Город, в котором я жила, заняли немцы. На окраине они организовали лагерь для военнопленных. Что это был за лагерь, как там издевались над нашими людьми, рассказывать не стану. И в книгах вы про такое читали, и в кино видели.

В лагерь этот и мой муж попал. Очевидно, поэтому партизаны и дали мне задание устроиться туда на работу, завязать связи с военнопленными. Случаю, как это чаще всего и бывает в жизни, угодно было помочь мне выполнить приказ командования отряда. Бежавший пленный рассказал партизанам о странностях начальника лагеря. Он возомнил себя певцом и срочно ищет учителя пения. Всех пленных опросил. Вот тогда партизаны и решили послать меня учительницей к оберлейтенанту. Для этого были основания. В свое время я училась в Киевской консерватории, недурно пела. До замужества мечтала стать профессиональной певицей, видела себя уже на сцене оперного театра. Но потом жизнь рассудила иначе: приехала на границу, где служил муж. А тут война…

Любовь Павловна замолчала, словно собиралась с мыслями.

— Так о чем это я? — наконец прервала затянувшуюся паузу Любовь Павловна. — Ах, о коменданте. Стала давать ему уроки пения. Впрочем, играла на рояле и пела я одна, а он сидел, согнувшись в кресле, и молчал. Разговаривали мы редко. Хотя немецкий я понимаю. И в случае нужды могу поддержать разговор.

Такие уроки продолжались с месяц, потом вдруг коменданту пришла мысль создать хор из пленных, чтобы ему пели русские народные песни. Я получила доступ в лагерь. Пока отбирала солдат и офицеров с хорошими голосами, мне удалось завязать знакомство со многими военнопленными, встретилась даже с мужем. Но эта встреча радости не принесла. Ну да бог с ним. Не о нем речь. Нашлись в лагере настоящие люди. Через них партизаны и начали готовить массовый побег военнопленных.

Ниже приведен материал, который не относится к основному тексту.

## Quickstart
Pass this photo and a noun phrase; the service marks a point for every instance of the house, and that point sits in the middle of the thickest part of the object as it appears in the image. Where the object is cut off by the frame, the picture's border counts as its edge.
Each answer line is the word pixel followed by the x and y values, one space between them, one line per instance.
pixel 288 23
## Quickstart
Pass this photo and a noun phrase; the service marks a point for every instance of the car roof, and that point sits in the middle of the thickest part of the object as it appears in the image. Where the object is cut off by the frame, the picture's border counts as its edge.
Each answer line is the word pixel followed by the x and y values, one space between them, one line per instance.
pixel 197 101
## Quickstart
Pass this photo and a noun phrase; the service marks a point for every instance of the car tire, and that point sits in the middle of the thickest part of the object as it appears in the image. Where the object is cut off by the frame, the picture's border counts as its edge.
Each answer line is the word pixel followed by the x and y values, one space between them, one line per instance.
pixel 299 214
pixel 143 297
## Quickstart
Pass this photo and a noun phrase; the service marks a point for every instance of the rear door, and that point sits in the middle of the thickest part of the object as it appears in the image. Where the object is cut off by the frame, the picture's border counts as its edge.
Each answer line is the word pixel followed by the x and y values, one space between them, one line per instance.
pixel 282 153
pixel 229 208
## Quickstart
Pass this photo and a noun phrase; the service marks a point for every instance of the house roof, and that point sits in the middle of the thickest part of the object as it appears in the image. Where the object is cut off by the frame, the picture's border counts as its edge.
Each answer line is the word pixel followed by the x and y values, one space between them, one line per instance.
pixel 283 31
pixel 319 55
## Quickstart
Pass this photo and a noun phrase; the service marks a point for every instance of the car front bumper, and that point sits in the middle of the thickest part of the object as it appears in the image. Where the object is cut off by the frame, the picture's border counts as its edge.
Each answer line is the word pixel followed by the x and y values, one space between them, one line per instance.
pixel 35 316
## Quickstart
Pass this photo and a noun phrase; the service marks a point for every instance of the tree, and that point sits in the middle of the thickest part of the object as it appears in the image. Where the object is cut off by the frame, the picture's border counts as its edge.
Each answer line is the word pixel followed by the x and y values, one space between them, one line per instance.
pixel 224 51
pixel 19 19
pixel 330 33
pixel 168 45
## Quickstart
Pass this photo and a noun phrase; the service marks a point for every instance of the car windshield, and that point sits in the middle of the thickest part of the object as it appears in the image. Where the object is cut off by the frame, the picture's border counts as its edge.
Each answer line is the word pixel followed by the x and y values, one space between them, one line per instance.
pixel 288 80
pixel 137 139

Снова наступила длинная пауза.

— Да, я хотела рассказать о елке, о встрече Нового года. Комендант приказал мне, чтобы ночью привела певцов, он намерен слушать русские песни в ночь под Новый год. Такое у него, дескать, правило. Каждый Новый год он слушает песни другого народа. В прошлом году — Франции, в этом — России, а на следующий, — может быть, Англии или Америки, куда пошлет его фюрер.

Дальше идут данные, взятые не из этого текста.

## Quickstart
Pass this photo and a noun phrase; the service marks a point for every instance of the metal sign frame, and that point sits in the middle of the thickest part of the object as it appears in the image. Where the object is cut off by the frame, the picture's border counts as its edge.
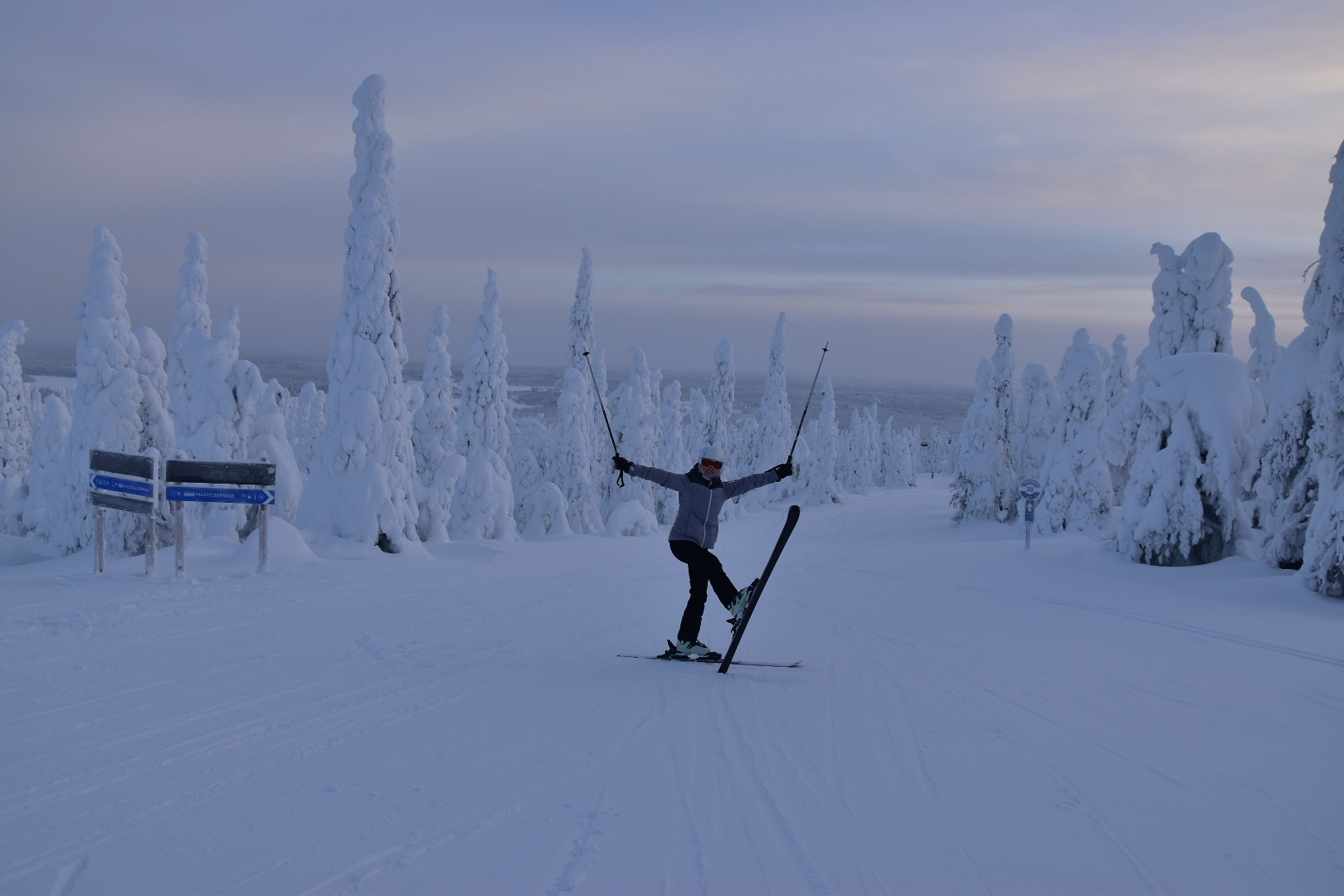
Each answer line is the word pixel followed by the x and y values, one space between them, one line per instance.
pixel 222 483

В тот Новый год мне и показалось, что ветки елки напоминают дрожащие пальцы рук, молящих о пощаде.

В полумраке — длинный стол, накрытый белой скатертью. За ним — комендант. Его лицо с пьяно блестящими глазами кажется нарисованным светящимися красками.

Фашист широко раскрывает рот и прямо в глотку вливает коньяк. Затем щелкает над головой пальцами. Это знак мне. Пора начинать. Мы затягиваем певучую, раздольную песню о Волге.

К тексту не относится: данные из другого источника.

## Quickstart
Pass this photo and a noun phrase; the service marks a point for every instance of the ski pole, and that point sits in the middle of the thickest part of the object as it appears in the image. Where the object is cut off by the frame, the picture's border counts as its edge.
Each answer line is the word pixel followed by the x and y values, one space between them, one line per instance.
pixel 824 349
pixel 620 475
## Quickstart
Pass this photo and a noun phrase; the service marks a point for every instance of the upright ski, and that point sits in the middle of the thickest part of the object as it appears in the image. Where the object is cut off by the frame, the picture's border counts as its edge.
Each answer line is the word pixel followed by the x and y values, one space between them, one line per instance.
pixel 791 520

Крупные, как дождевые капли, слезы стекают по бледно-синим щекам пьяного.

— Какая песня, какие голоса! — восхищается комендант. Дрожащей рукой он поднимает бутылку и, расплескивая на скатерть, наполняет бокал.

После этой песни один из пленных мне шепотом сказал, что мой муж ночью выскочил из барака, бросился на проволоку, — нервы сдали. Я тогда даже почувствовала облегчение. «Он не струсил, чего я больше всего боялась. Предпочел смерть плену».

Но думать мне долго не пришлось. Над головой просвистела пуля. Выстрелил взбешенный комендант. Я не заметила, когда он щелкнул пальцами. Похолодело в груди, в ушах зазвучал мотив знакомой с детства песни. Перед глазами пенящиеся волны, в морскую пучину уходит корабль, его команда выстроилась на палубе, волны лижут ноги отважным людям, а они стоят недвижно, над их головой реет андреевский флаг. Где я видела эту картину? В кино, театре? Все это казалось однажды уже пережитым.

— «Варяга», товарищи, споем «Варяга», — предложила я. — Ну, начали: «Все вымпелы реют и цепи гремят…»

Мне казалось, что гитлеровец сейчас начнет стрелять, кричать, топать ногами. Но в комнате было тихо. Хозяин спал, положив хмельную голову на рукоятку пистолета…

Любовь Павловна на этих словах оборвала рассказ и, не попрощавшись, ушла в свою комнату. А Женя и Анатолий продолжали безмолвно сидеть у елки и смотреть на растопыренные пальцы ее ветвей, на разноцветные огоньки крохотных лампочек. Ребята ждали продолжения рассказа. Хотелось, чтобы та ночь закончилась героически, чтобы Любовь Павловна пристукнула пьяного коменданта, открыла ворота лагеря, выпустила пленных.